BUFFALO, N.Y. (WIVB) — A mother is demanding answers after her 10-year-old son was beaten at Buffalo Collegiate Charter School.
Zachary Walker was taken to the hospital for injuries and his mother Lisa claims she still hasn’t gotten details about what happened.
Walker and community groups are calling on the school to release the incident report from June 13.
“I still haven’t heard anything, I haven’t seen any incident report, I don’t know what’s happening and I think Buffalo Collegiate Charter School should let me know something because my son was assaulted at school,” she said.
Photos provided by the family show Zachary wearing a neck brace and covered in bruises and lumps. Walker also said he suffered a concussion.
Head of school Brian Pawloski said the school followed all protocols but the law prevents him from disclosing more details.
“New York State law requires that we do not produce information on other students disciplinary information to other parents,” Pawloski said. “We can’t disclose the health and safety and welfare of our students to the families or to the public in general.”
He said the incident will be reported to the state’s School Safety and Education Climate system on July 25. This is a self-reporting system where schools are required to submit yearly incident reports.
Aymanuel Radford from We the Parents said he’s unsure if the self-reporting model allows for an accurate representation of what’s going on in schools.
“If the school doesn’t feel like it rises to the level that it’s violent or disruptive they don’t have to report it,” Radford said.
Since it was founded in 2018, Buffalo Collegiate has reported three incidents to the state. All three were from the 2018-19 school year and the school went remote during the pandemic.
Radford is calling for an investigation from the Charter School Institute.
“In a situation where any kind of physical harm occurs any kind of a product of bullying those would be incidents that would be reported,” Pawloski said.

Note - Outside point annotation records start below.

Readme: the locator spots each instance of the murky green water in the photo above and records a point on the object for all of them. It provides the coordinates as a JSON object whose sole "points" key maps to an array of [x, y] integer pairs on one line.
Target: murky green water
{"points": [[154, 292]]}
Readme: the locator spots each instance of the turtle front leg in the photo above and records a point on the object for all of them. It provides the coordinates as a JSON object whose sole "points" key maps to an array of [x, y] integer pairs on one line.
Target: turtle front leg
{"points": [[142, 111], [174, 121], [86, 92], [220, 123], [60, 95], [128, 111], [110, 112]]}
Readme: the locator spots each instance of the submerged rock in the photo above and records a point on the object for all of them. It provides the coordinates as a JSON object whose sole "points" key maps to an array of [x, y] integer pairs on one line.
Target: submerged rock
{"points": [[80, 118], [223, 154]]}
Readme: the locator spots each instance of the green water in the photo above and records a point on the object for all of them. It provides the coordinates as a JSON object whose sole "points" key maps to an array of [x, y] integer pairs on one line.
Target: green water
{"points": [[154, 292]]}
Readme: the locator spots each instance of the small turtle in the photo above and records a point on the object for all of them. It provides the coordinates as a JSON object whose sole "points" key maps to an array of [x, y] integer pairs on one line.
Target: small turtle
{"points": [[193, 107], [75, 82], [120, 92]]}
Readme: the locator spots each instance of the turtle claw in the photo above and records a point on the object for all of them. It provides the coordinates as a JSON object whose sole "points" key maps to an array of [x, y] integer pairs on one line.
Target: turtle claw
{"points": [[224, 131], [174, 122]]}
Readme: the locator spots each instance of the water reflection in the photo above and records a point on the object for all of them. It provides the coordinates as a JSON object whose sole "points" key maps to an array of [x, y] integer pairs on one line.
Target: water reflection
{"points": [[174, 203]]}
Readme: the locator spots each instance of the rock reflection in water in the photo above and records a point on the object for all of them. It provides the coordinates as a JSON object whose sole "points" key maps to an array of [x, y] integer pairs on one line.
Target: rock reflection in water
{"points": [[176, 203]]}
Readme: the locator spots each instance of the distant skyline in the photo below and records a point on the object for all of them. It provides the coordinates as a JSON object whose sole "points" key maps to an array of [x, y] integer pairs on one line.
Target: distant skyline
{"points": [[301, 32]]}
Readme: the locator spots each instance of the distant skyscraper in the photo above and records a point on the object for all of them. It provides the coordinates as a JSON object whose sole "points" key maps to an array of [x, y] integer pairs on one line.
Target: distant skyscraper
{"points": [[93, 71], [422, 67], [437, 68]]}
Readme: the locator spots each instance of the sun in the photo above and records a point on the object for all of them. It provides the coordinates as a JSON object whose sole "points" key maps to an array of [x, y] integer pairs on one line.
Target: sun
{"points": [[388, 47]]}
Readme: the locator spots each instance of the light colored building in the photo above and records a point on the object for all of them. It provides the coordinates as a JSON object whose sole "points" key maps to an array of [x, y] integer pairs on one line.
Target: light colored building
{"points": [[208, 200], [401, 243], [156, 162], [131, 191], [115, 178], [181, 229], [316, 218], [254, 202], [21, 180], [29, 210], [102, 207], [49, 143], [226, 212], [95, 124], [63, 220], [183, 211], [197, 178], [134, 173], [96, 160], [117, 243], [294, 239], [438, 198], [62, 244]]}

The school implemented a restorative practices coordinator, social worker, and mental health coordinator after the pandemic.
“Families and students deserve to come to schools that are safe environments. I think that should be the expectation and I will say that we work really hard to be able to partner with our families so that we have these conversations well in advance to make sure we’re all on the same page,” he said.
Walker said she just wants answers as to what happened to her son, not only for her family, but also for all families in the school.
“These are young kids who are gonna grow up to be adults one day and if this doesn’t stop now we don’t know what we’re gonna see in the future,” she said.